Gonzalez’s cabin will double as a work space for artists-in-residence during the biennial. “So the artists will be here every Saturday and Sunday and as many days as they can take off during the week,” she said with a laugh.
It’s been a daunting task for Sullivan to scour New England for emerging artists such as Gonzalez. She road-tripped to more than 150 studios where she met with makers using all kinds of mediums — from video to film to audio to Plexiglas and beyond. To pare down the possibilities, Sullivan turned to regional art critics and curators for their opinions and insight.
“I think there’s still really a place for locale in art,” deCordova museum director Dennis Kois explained. “Just like there’s a local food movement and there’s a local music scene, there’s a local art movement — and it’s the culture that’s made here.”
There was a time when the deCordova’s mission was regional, but Kois shifted to a more global approach after he was hired five years ago (along with changing the name to reflect a greater emphasis on the museum’s unique sculpture park). Plenty of New Englander artists and art lovers have been critical, and the biennial is the director’s response.
“Like all institutions, you have to grow and change,” he explained. “And I think, you know, to show only regional art in a way sort of ghettoizes it, and the goal for deCordova now is to the show the best regional art and contextualize it. So I think it helps our audiences understand what’s happening here and that it matters in a global sense, that’s it’s not in a vacuum.”
That said, some very regional themes have emerged. Apparently plaid is popular this year. In one piece, the pattern is paired with paintings of lobsters. And labor intensive works including one called, “Flotilla.”

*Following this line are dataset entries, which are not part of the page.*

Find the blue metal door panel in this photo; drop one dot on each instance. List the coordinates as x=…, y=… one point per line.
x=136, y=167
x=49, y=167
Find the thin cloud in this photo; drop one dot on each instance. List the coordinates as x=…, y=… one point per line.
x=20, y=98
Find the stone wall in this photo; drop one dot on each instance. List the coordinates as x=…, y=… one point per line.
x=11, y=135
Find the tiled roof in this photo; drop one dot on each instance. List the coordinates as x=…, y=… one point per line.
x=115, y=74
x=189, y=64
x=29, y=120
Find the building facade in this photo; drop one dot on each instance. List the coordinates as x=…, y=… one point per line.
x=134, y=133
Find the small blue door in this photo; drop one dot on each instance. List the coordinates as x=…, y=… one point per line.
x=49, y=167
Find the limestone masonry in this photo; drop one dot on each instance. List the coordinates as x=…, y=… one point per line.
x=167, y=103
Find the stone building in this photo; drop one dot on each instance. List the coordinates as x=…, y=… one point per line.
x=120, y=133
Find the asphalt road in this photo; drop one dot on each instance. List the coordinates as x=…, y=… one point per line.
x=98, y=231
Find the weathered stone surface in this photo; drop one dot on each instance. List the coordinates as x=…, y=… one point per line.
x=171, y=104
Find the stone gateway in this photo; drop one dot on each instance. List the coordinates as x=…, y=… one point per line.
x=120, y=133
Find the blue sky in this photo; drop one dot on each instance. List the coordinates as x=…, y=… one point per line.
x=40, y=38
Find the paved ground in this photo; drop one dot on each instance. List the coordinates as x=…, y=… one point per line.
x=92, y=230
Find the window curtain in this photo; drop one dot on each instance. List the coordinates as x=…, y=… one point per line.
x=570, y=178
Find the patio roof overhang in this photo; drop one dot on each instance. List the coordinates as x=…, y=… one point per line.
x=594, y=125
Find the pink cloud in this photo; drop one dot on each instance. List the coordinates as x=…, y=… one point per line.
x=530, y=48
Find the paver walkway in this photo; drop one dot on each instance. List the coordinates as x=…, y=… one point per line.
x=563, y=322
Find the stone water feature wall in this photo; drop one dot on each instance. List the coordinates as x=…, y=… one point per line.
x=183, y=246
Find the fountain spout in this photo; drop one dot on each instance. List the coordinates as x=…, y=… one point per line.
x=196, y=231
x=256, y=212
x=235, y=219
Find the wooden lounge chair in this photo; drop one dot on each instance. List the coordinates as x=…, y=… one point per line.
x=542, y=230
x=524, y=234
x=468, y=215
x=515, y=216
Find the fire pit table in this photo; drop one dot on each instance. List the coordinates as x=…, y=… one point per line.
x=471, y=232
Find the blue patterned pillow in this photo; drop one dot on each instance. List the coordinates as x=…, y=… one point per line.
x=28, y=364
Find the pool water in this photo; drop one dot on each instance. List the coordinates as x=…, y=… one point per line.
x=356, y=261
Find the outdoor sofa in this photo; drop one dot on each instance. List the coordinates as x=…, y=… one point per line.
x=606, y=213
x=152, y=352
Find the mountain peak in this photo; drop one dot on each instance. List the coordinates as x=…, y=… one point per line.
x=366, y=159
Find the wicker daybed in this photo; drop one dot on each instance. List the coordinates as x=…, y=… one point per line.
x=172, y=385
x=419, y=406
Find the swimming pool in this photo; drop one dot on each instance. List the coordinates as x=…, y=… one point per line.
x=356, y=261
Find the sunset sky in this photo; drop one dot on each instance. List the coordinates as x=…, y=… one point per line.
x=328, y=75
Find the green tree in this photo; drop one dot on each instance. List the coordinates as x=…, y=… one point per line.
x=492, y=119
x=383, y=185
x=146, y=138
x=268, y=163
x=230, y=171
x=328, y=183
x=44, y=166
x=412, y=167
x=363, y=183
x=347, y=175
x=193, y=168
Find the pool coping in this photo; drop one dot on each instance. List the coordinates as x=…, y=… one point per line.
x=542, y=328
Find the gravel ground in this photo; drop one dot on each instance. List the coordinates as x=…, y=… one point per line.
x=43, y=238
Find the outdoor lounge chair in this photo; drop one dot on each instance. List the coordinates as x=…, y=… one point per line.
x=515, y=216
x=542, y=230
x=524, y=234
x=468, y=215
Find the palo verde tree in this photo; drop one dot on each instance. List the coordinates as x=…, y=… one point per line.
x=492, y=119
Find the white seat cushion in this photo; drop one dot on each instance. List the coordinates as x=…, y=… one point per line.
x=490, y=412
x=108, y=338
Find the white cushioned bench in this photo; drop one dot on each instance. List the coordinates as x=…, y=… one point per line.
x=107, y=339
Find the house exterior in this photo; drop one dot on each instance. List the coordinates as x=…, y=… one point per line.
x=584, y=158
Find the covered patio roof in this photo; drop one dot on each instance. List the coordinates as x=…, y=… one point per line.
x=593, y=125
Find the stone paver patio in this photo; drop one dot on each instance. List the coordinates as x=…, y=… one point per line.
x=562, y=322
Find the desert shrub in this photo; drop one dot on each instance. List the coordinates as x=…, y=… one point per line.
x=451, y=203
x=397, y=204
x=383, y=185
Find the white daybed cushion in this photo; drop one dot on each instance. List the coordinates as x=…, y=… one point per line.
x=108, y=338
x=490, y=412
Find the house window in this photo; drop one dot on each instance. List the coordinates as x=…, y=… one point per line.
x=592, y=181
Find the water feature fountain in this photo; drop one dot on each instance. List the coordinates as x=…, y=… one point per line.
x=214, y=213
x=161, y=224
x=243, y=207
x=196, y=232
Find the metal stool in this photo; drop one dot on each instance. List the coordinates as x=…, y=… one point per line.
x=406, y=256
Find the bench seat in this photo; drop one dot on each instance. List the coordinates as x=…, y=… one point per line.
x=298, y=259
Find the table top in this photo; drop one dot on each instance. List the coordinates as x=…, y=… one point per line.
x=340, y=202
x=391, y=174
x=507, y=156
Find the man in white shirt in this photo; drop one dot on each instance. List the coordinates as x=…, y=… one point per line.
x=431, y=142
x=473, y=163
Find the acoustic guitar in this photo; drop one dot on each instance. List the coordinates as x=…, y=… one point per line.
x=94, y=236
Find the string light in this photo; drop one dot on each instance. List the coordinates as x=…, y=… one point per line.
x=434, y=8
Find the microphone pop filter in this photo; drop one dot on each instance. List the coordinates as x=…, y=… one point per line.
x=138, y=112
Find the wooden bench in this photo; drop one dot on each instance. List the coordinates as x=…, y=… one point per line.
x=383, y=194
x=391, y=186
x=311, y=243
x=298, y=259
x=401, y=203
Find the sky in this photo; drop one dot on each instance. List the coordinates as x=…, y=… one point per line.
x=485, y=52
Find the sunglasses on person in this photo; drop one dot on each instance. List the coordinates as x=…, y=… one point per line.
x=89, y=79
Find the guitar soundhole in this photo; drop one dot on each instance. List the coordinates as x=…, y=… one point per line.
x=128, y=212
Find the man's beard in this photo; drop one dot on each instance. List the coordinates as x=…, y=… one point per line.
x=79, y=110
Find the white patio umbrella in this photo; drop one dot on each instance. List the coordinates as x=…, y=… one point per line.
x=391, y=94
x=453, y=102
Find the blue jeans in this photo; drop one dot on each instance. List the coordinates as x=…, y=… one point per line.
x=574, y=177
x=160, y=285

It’s a sprawling series of more than 100 tiny, painstakingly detailed ballpoint pen drawings by Boston artist Ethan Murrow. It covers a three-story wall in a sun-lit stairwell and takes on the history of the U.S. through something that’s very New England: maritime culture.
On the sunny afternoon of my visit, Sullivan ran into the artist’s mother, Liza Ketchum of Watertown. Ketchum says her 37-year-old son started drawing when he was 5 years old.
“I remember the art teacher saying, ‘Well, you have to wait until your 6.’ And he just wore him down, so he’s been at it since kindergarten,” she recalled.
Ketchum is thrilled to see her son’s work in a local museum the size of the deCordova.
“I haven’t shown in Boston,” Ethan Murrow told me as we rode a crotchety elevator up to his fourth floor studio in Boston’s South End. It’s where he researched his epic wall piece for the deCordova.
“I wanted it to be a glut, a mass, almost too much,” he mused.
Murrow grew up in Vermont and is the grandson of journalist Edward R. Murrow. Being in the biennial is a big deal for a mid-career working artist, and he’s grateful for the exposure. But Murrow says he doesn’t envy the curator’s position.
Standing in the main gallery at the deCordova, Sullivan surveyed the exhibition she’s been pulling together for about two years.
“It’s exciting, it’s exhilarating, it’s terrifying,” the curator admitted. “But more than anything I hope that it becomes a platform for these artists, for other people to see them, and get excited about the work and work with them in the future.”
And that, the curator said, should be the goal of any biennial.
The 2013 deCordova Biennial run through April 13, 2014.